Readout-induced leakage of the fluxonium qubit

  1. Aayam Bista,
  2. Matthew Thibodeau,
  3. Ke Nie,
  4. Kaicheung Chow,
  5. Bryan K. Clark,
  6. and Angela Kou
Dispersive readout is widely used to perform high-fidelity measurement of superconducting qubits. Much work has been focused on the qubit readout fidelity, which depends on the achievable
signal-to-noise ratio and the qubit relaxation time. As groups have pushed to increase readout fidelity by increasing readout photon number, dispersive readout has been shown to strongly affect the post-measurement qubit state. Such effects hinder the effectiveness of quantum error correction, which requires measurements that both have high readout fidelity and are quantum non-demolition (QND). Here, we experimentally investigate non-QND effects in the fluxonium. We map out the state evolution of fluxonium qubits in the presence of resonator photons and observe that these photons induce transitions in the fluxonium both within and outside the qubit subspace. We numerically model our system and find that coupling the fluxonium-resonator system to an external spurious mode is necessary to explain observed non-QND effects.

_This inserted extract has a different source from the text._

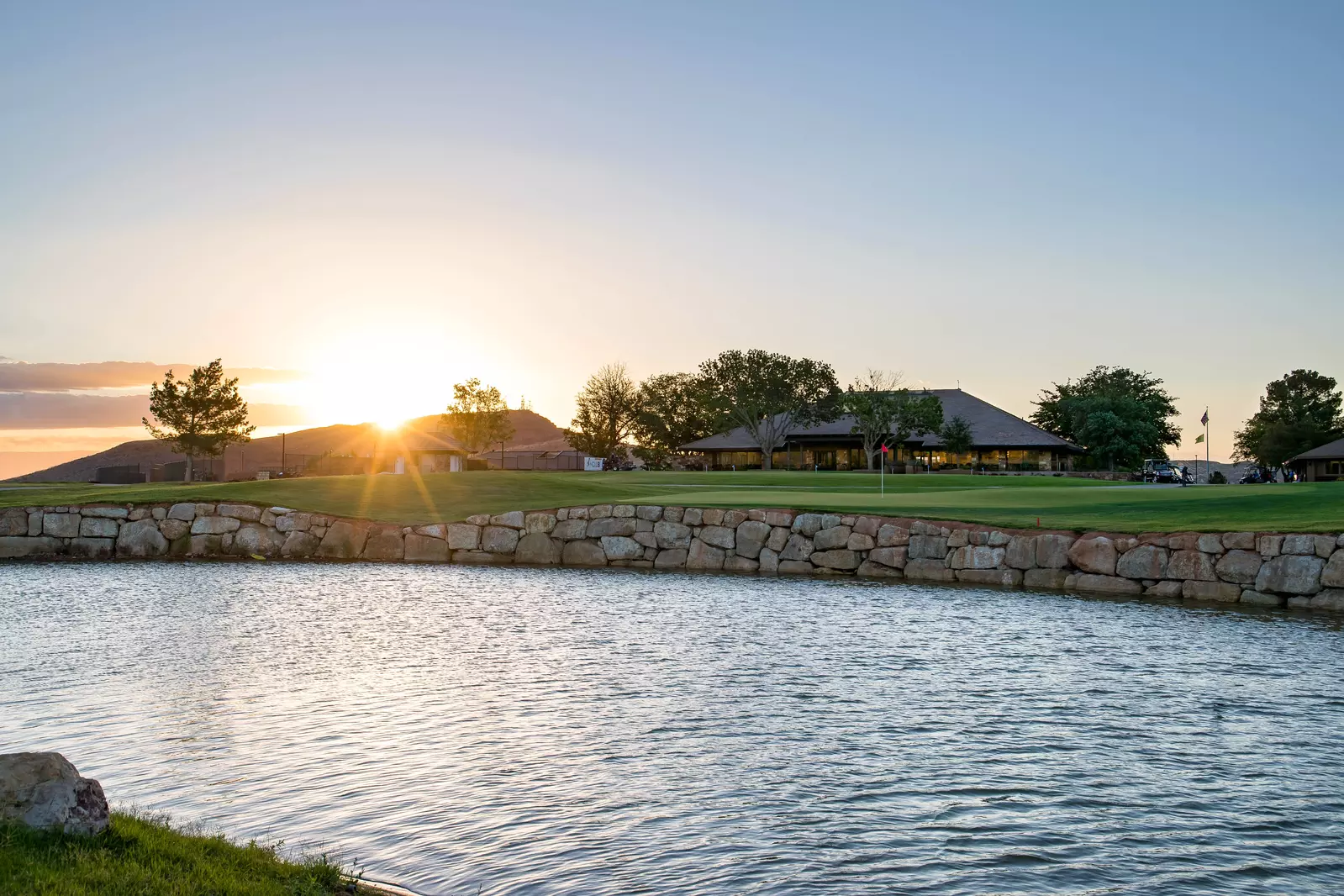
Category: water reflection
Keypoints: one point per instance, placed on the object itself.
(533, 731)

The Floquet Fluxonium Molecule: Driving Down Dephasing in Coupled Superconducting Qubits

  1. Matthew Thibodeau,
  2. Angela Kou,
  3. and Bryan K. Clark
High-coherence qubits, which can store and manipulate quantum states for long times with low error rates, are necessary building blocks for quantum computers. We propose a superconducting
qubit architecture that uses a Floquet flux drive to modify the spectrum of a static fluxonium molecule. The computational eigenstates have two key properties: disjoint support to minimize bit flips, along with first- and second-order insensitivity to flux noise dephasing. The rates of the three main error types are estimated through numerical simulations, with predicted coherence times of approximately 50 ms in the computational subspace and erasure lifetimes of about 500 μs. We give a protocol for high-fidelity single qubit rotation gates via additional flux modulation on timescales of roughly 500 ns. Our results indicate that driven qubits are able to outperform some of their static counterparts.